The Necessity of Hope

I can’t seem to make myself stop beginning the day with a dose of world news. This morning I read about the many political assassinations in Russia, and about the thousands of deaths and nearly unfathomable misery the people of Syria and Syrian refugees are suffering.

It’s not like such horrors are unfamiliar. I was born a month after we bombed Hiroshima, and my earliest years were often tainted by stories of the holocaust and of Stalin’s purges.

All my life, the world has been, for many, many, people, a hideously tragic place.

After my morning dose of news, I drove to a restaurant to meet my son for breakfast and on the way listened to an old Andre Crouch song, “Jesus is the Light of the World” and felt as if a boulder had risen off my shoulders. Because belief in Christ and the God he proclaimed gives me hope that all this tragedy will get redeemed; that people who die young, suffer in unimaginable ways, or have very little chance of living in anything like contentment, will at last find peace and joy.

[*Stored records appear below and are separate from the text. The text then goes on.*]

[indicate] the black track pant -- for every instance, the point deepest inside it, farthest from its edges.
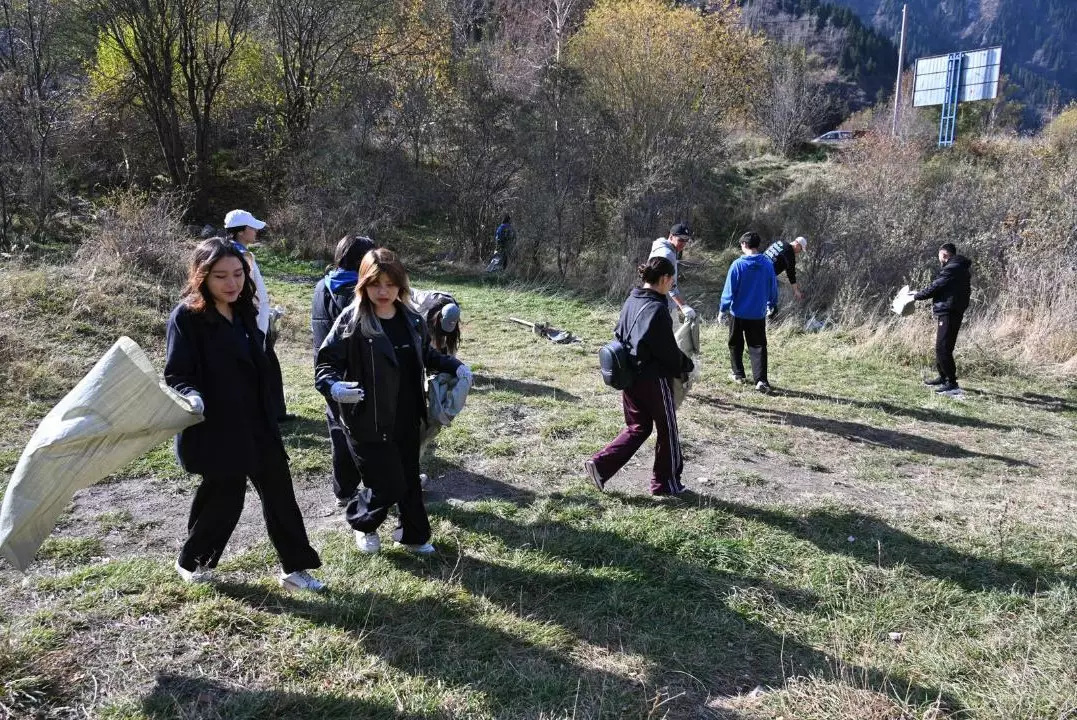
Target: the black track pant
(946, 338)
(276, 379)
(346, 477)
(391, 477)
(754, 332)
(219, 503)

In my favorite of all novels, The Brothers Karamazov, brother Ivan admits that even though God may redeem all the tragedy and suffering, he cannot forgive God for it all. I am neither as bright nor as sensitive as Ivan. Perhaps that’s why I can accept that God has motives far beyond what I can begin to comprehend.

I worry about people who reject God out of hand, who take as gospel the Darwinian world view and essentially contend as did the skinny wrestler in the film Nacho Libre, “I don’t believe in God, I believe in science.” I wonder how these people can live with the world’s tragedy. Maybe they compartmentalize and lock the grim facts away in some dark corner of their minds. If not, how do they accept such a world? Have they become so callous?

I’m a fan of science. My Zoe is a lover of science and I encourage her to follow science as a career, since it offers so many exciting opportunities in so many fields. But to take science as the answer to everything is to ignore the very simple fact Plato portrayed about 2500 years ago in “The Allegory of the Cave”: we only perceive what our senses allow us to know, and our senses are limited.

Though I am glad my belief gives me hope, hope is not the basis of my beliefs. That would be nothing but wishful thinking. Reasons that led me to believe are given in Reading Brother Lawrence.

I suspect only people whose hearts are damaged or turned off can look at the human condition and fail to be driven to actively search for a reason to hope in some destiny more fair and beautiful than what our senses perceive.

Coincidentally, or providentially, take your pick, about an hour after I wrote the above, Pastor Jason in a message at Journey Community Church offered this insight: “One of the central symptoms of our sickness as humans is a rock hard shell of callousness, exhibited in self-absorption, belief in self-sufficiency, and consequent apathy that numbs us to God and people around us.” He attributed it both to the fall (the one in the Garden of Eden) and to defense mechanisms we create out of fear. He also mentioned God’s promise to Ezekiel. “I will remove the heart of stone from your flesh and give you a heart of flesh.”

My prayer is that God will extend that promise to me and mine and to us all.